Cortney Lane Stell, executive director and chief curator at Black Cube, says Barton was as interested in creating an elegant, viewable form as he was in creating conversation about flood mitigation and a play space for skateboarders and those of any age.

“[Barton] is interested in looking at how we can hybridize spaces and think about space so it can serve multiple functions,” Lane Stell says. “How can we not just continue to limit ourselves by thinking: ‘Oh, this is a bike rack; I can only park a bike here. Oh, this is a plaza; I can really put a big sculpture here. For a drainage ditch, we can only use it to flow water.’ So how can we think about spaces being more multi-use?”

“Community Forms” cost an estimated $100,000 and was partially funded with $34,000 through the Federal Emergency Management Agency’s (FEMA) Arts in Mitigation Fund. The Denver project is FEMA’s first grant for this type of work and the agency says it most certainly won’t be the last.

“[The Denver project] encourages multiple uses for the ground and for the complex and solves one of the natural hazard risk issues that is flooding in that particular area,” says Tony Mendes, mitigation specialist at FEMA. “We’re getting very anecdotal feedback information from people who use the park, including athletes, skateboarders and the folks who just live and work in the community. It has all been positive.”

That’s the gamble, Lane Stell says: When you build something that’s meant for public use, will it actually be used by the public?

“The thing that’s been most impactful for me is that literally every time I go down there … people are using it,” she says.

The drainage is important so water doesn’t flood over into the nearby Platte River, especially if there’s a big water or snow event, Lane Stell says. “Community Forms” is designed so it can direct water appropriately to soak into soil and more slowly drain into the river.

“It’s also a wider call for people to think about if you’re investing so much money in a water retention system and a bioswale,” Lane Stell said. “If you can take it a little bit further and actually make it a use, that helps people understand how these infrastructure elements function in their community, but then also make use of it when it’s not functioning.”

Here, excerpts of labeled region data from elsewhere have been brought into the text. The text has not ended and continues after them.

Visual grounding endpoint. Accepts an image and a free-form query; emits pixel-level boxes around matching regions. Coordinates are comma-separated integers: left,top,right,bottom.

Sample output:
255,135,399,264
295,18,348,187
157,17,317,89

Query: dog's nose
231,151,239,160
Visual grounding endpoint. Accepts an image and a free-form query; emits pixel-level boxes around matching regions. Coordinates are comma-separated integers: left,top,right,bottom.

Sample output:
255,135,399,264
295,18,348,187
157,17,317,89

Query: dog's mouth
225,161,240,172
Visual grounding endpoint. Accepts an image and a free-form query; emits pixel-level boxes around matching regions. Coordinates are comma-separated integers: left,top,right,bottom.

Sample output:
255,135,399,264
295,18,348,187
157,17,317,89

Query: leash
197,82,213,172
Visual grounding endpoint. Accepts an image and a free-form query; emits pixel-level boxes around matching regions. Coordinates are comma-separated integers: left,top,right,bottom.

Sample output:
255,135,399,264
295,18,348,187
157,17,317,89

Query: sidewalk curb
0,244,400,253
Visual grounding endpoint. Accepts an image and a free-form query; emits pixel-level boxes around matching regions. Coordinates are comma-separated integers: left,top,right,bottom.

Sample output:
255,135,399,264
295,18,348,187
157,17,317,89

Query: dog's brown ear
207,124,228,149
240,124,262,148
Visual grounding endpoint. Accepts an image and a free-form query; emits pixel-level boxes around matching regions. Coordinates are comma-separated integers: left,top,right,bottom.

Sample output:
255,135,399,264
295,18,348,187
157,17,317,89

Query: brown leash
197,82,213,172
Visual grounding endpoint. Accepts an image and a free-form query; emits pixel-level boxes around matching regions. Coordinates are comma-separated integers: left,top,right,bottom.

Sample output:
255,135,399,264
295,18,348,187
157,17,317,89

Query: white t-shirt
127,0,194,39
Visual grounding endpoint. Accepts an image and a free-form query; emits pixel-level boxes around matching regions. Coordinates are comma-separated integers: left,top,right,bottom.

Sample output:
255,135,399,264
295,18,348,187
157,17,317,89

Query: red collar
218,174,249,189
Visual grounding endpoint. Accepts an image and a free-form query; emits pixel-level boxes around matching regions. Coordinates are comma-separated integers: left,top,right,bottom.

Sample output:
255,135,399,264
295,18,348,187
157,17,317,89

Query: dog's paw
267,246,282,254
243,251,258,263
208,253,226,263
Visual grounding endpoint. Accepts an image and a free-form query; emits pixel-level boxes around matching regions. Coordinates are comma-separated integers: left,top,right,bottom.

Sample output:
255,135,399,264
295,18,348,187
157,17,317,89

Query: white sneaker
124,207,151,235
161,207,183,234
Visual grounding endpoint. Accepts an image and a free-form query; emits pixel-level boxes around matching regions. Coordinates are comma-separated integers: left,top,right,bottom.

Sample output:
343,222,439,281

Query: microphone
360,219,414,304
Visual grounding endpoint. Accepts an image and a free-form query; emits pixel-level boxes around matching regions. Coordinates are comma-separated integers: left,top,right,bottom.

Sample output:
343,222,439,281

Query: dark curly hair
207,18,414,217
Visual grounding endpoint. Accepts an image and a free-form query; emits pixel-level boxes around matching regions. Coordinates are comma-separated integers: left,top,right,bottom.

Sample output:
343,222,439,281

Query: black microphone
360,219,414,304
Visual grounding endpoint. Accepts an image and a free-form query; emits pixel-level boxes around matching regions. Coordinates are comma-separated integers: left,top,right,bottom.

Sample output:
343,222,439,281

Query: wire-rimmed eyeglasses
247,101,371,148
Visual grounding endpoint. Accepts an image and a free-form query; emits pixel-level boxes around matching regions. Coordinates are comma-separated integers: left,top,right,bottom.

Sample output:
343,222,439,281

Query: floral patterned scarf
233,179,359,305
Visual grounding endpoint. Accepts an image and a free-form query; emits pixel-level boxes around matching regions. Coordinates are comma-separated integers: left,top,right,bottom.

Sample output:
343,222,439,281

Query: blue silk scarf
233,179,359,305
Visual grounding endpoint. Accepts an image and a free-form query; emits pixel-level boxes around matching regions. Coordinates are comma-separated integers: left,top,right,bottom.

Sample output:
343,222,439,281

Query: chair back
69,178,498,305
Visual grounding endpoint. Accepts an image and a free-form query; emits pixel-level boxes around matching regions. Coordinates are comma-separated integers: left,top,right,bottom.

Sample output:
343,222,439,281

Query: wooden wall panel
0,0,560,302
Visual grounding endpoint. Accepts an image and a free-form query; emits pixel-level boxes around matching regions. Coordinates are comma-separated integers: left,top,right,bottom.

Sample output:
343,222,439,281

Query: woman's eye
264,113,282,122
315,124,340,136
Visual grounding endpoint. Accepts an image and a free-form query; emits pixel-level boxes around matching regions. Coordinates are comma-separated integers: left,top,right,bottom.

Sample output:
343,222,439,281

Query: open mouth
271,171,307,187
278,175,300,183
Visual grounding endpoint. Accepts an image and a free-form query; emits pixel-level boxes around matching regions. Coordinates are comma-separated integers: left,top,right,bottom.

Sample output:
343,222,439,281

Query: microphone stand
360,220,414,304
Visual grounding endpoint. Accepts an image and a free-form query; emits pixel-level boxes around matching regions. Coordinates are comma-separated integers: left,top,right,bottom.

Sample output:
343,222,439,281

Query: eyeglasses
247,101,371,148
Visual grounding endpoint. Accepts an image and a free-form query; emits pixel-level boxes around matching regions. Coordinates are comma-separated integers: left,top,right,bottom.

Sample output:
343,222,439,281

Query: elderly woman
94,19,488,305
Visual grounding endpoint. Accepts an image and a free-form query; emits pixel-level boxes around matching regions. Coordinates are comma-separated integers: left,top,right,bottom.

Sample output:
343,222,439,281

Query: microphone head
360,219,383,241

Mendes also appreciates the natural forms of the project: “Once men get involved in trying to over-engineer and steer the water, the way we want it to go, as opposed to the way Mother Nature wants it to go, then we’re in trouble. So the idea of helping water to go where it naturally wants to go, kind of meets both ends.”

“We’re super excited that it actually did something functional — and even more that it created a social gathering space,” Barton said. “It invites people to occupy the space.”

Though Barton himself is a lifelong skateboarder, the idea, Barton says, was to invite human exploration and interaction in a non-prescribed way. Skaters use the unique forms of the concrete park, but nearby preschoolers have been playing on it as well.

“Me designing these concrete forms, there’s no way [my skateboarding background] wasn’t also going on the whole time in my head where I’m imagining, ‘Oh my gosh, you can come up on this side and make it over here,’” Barton said.

Barton would love to see similar multipurpose projects like this one, not confined to a gallery or museum.

“This feels like it’s a lot like a living thing,” Barton said. “Now people come. It’s just there.”

Lane Stell and Mendes also hope this Denver project could be a model of what’s possible for infrastructure in other cities and parts of the country. FEMA is interested in hearing from people with ideas that merge art and structural mitigation (although there are no formal requests for proposals currently open). Right now, one of the few similar projects is in Denmark, where Rabalder Parken also tackles rainwater mitigation in a skatepark form.

“Hopefully we can show this off as a model, and other communities would be interested in replicating … the idea of a multiple use facility and not just having slabs of concrete,” Mendes adds.